Lin solved a longstanding problem as follows. For each $ϵ>0$, there is $\delta >0$ such that, if $h$ and $k$ are self-adjoint contractive $n\times n$ matrices and $\Vert hk-kh\Vert <\delta$, then there are commuting self-adjoint matrices $h\text{'}$ and $k\text{'}$ such that $\Vert h\text{'}-h\Vert$, $\Vert k\text{'}-k\Vert <ϵ$. Here $\delta$ depends only on $ϵ$ and not on $n$. Friis and Rørdam greatly simplified Lin’s proof by using a property they called $\mathit{IR}$. They also generalized Lin’s result by showing that the matrix algebras can be replaced by any $C^{\ast }$-algebras satisfying $\mathit{IR}$. The purpose of this paper is to study the property $\mathit{IR}$. One of our results shows how $\mathit{IR}$ behaves for $C^{\ast }$-algebra extensions.

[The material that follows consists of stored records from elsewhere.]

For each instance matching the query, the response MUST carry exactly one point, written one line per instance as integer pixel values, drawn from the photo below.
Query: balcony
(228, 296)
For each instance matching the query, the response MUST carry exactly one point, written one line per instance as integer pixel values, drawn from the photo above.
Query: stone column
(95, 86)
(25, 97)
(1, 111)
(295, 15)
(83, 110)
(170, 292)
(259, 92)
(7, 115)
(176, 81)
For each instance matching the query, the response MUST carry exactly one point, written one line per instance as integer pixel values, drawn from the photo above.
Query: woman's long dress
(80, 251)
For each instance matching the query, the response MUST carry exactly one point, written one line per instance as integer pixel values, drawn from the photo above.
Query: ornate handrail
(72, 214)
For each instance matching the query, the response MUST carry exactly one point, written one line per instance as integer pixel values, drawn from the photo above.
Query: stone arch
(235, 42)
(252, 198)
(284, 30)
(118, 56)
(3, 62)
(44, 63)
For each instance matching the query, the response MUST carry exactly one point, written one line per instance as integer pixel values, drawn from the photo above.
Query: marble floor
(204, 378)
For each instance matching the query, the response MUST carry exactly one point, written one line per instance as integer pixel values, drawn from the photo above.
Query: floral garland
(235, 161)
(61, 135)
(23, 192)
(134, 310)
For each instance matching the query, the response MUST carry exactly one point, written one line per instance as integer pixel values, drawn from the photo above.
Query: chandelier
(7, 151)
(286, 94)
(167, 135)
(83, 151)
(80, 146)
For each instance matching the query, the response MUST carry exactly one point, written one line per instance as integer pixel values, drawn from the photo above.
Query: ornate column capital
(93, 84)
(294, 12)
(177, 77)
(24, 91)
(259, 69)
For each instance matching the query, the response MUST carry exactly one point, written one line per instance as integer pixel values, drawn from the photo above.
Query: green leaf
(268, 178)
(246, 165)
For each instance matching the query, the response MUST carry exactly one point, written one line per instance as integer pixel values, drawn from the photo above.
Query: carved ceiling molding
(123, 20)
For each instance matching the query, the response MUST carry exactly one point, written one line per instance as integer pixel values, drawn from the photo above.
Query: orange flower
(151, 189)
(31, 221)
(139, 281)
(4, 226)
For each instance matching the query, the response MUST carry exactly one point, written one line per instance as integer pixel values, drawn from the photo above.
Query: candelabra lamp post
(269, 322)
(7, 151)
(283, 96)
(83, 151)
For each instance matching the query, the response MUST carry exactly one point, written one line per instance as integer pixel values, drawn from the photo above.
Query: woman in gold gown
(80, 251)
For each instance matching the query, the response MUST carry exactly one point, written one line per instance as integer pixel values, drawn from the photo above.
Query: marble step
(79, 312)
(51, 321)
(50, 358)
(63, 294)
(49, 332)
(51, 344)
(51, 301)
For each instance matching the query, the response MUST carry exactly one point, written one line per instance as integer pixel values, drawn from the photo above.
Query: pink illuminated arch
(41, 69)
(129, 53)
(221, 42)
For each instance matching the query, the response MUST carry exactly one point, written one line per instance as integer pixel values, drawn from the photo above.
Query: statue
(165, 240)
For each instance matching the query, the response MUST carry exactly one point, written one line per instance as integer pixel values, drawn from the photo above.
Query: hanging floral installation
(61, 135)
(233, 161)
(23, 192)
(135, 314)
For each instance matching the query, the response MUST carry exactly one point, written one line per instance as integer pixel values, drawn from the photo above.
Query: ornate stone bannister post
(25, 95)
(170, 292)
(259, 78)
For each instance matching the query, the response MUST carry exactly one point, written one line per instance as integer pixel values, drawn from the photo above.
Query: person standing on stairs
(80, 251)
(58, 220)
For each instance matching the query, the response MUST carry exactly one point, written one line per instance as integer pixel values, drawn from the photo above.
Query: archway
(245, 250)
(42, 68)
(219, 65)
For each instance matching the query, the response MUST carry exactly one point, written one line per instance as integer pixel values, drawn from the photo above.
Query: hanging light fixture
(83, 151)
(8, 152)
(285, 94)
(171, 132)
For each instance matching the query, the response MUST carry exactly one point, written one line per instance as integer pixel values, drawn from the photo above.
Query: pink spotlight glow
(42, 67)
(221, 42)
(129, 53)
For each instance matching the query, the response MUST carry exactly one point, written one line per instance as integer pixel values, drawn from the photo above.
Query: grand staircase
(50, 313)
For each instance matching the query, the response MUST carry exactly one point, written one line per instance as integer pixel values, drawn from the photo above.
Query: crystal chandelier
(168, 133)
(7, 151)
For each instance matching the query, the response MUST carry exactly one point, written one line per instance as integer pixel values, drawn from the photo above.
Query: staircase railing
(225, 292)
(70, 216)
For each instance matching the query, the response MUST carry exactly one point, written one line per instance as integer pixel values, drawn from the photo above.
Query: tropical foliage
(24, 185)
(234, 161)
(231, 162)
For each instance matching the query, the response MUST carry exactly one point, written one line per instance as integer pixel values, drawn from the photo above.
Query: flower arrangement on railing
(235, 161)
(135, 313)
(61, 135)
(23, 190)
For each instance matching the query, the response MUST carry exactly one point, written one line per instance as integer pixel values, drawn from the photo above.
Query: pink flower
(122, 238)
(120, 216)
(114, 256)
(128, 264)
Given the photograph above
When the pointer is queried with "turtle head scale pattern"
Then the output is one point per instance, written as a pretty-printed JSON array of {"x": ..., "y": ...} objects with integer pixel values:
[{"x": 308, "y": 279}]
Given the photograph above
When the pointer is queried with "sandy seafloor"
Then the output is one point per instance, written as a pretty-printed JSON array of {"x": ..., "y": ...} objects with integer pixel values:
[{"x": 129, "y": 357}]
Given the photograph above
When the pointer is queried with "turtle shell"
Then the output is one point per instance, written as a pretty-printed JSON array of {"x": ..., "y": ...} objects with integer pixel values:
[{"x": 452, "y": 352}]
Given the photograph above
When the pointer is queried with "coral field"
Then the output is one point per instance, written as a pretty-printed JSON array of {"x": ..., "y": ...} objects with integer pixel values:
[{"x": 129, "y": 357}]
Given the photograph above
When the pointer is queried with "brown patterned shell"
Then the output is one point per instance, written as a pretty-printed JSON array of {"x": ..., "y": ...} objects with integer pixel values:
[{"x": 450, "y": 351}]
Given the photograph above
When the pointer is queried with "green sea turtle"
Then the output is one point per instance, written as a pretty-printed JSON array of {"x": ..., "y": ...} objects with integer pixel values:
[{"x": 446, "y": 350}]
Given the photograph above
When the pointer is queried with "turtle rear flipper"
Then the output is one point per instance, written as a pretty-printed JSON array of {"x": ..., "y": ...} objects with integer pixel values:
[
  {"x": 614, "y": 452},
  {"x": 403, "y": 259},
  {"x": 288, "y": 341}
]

Other results concern nonstable $K$-theory. One shows that $\mathit{IR}$ (at least the stable version) implies a cancellation property for projections which is intermediate between the strong cancellation satisfied by $C^{\ast }$-algebras of stable rank $1$ and the weak cancellation defined in a 2014 paper by Pedersen and the author.